Talk #6: Biomedical Image Analysis

The Language of DNA

Wednesday, 13.09.2023, 15:30 – 16:30

by Anna Poetsch

Anna Poetsch moved to Dresden in July 2020. She spent her postdoctoral time at the Francis Crick Institute with a placement to the Okinawa Institute of Science and Technology (OIST).
She did her PhD at the German Cancer Research Institute (DKFZ) and undergraduate training at University Konstanz, the Japanese National Cancer Center Research Institute, and ALTANA Pharma AG.
Anna’s background is in classical biochemistry/ molecular biology, DNA damage response, and mutations in cancer. Her interest in the associated processes has not changed, but the methodology has become increasingly computational, deeper and deeper into deep learning.

Abstract

 
The human genome is the blueprint to build an entire human being, yet how the 3 billion letters of the human genome achieve this, is still rather poorly understood. 1-2% of the genome encodes for proteins, the molecular machines and building blocks of our body, but the genome encodes much more.
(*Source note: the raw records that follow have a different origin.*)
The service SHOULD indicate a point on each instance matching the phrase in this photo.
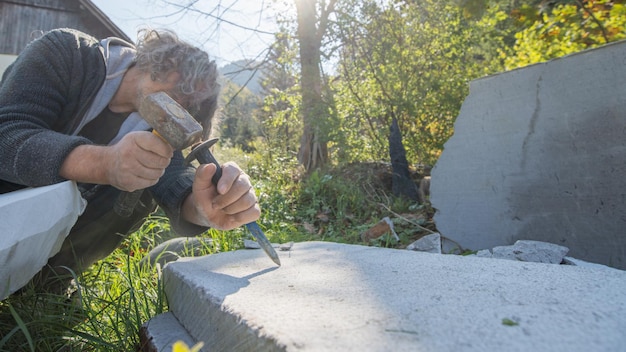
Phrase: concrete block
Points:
(538, 154)
(33, 223)
(161, 332)
(337, 297)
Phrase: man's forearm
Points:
(86, 163)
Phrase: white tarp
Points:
(33, 224)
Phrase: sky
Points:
(244, 32)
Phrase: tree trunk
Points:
(401, 183)
(313, 151)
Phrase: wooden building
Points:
(23, 20)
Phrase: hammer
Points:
(173, 124)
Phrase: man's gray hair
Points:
(161, 52)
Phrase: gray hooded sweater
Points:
(57, 85)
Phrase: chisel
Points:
(202, 153)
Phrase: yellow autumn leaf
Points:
(180, 346)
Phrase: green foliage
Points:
(237, 123)
(409, 61)
(567, 28)
(280, 113)
(111, 302)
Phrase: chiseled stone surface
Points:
(337, 297)
(539, 153)
(33, 224)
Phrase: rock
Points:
(429, 243)
(250, 244)
(578, 262)
(286, 246)
(382, 227)
(484, 253)
(531, 251)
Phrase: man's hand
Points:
(137, 161)
(229, 205)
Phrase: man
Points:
(68, 111)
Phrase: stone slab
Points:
(33, 224)
(539, 153)
(161, 332)
(337, 297)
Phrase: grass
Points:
(117, 295)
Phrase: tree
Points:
(281, 87)
(565, 29)
(408, 60)
(312, 25)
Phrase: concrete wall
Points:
(5, 61)
(540, 153)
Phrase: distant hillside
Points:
(244, 73)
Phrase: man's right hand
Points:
(137, 161)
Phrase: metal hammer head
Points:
(170, 120)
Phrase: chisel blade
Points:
(258, 234)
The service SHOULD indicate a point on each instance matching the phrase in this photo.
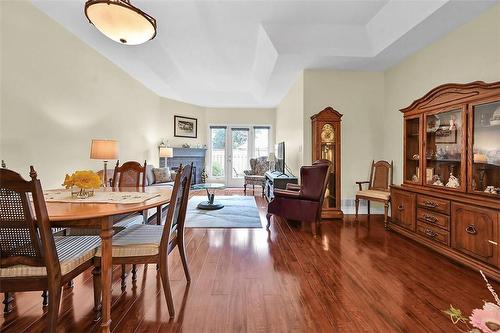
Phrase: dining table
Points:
(86, 214)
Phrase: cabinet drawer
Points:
(433, 218)
(403, 209)
(435, 204)
(436, 234)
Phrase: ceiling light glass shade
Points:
(120, 21)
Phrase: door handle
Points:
(430, 204)
(471, 229)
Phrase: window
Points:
(240, 151)
(261, 143)
(218, 150)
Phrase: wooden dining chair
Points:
(129, 174)
(31, 257)
(145, 243)
(379, 187)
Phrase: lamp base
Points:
(105, 180)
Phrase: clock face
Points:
(327, 133)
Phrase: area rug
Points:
(238, 212)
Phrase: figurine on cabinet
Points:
(436, 181)
(453, 181)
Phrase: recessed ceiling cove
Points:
(248, 53)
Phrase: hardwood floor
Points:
(354, 277)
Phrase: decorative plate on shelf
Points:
(433, 124)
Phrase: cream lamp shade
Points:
(104, 150)
(120, 21)
(166, 152)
For example, it encodes how the protein coding parts are regulated, and also the genome’s own stability, i.e. which positions are prone to mutation and breakage. Since such processes are very important for development and treatment of cancer, we would like to understand how these codes work together and interact.

We have adapted methodology from natural language processing (NLP) to build a DNA language model, GROVER (Genome Rules Via Extracted Representations). Analogous to models for natural language, the foundation model learns the language rules of the genome. With fine-tuning tasks and other techniques, we can now extract what the model has learned and thus formulate relationships between the “words” in our genome. We can also use the foundation model to formulate fine-tuning tasks analogous to natural language. For example, a TextToImage task would be analogous to GenotypeToPhenotype, which links genetic variation to specific traits like eye colour or clinical outcomes. What Translation is for natural language allows us to translate genomic data over different species, or personalize human genomic data from the reference genome to an individuum or an individual cancer. Generative AI allows us to impute data, increase depth and resolution of genome data analysis.

However, as with natural language, we are also facing biases based on the data we are training with. Most current NLP models are trained on the internet with all its racism, sexism and hegemonic viewpoints. How can we use analogous strategies in genomics without doing the same mistakes? Genome research benefits already preferentially people who are close to the human reference genome. Are we integrating the same biases? Can we actually use DNA language models to actively work against them?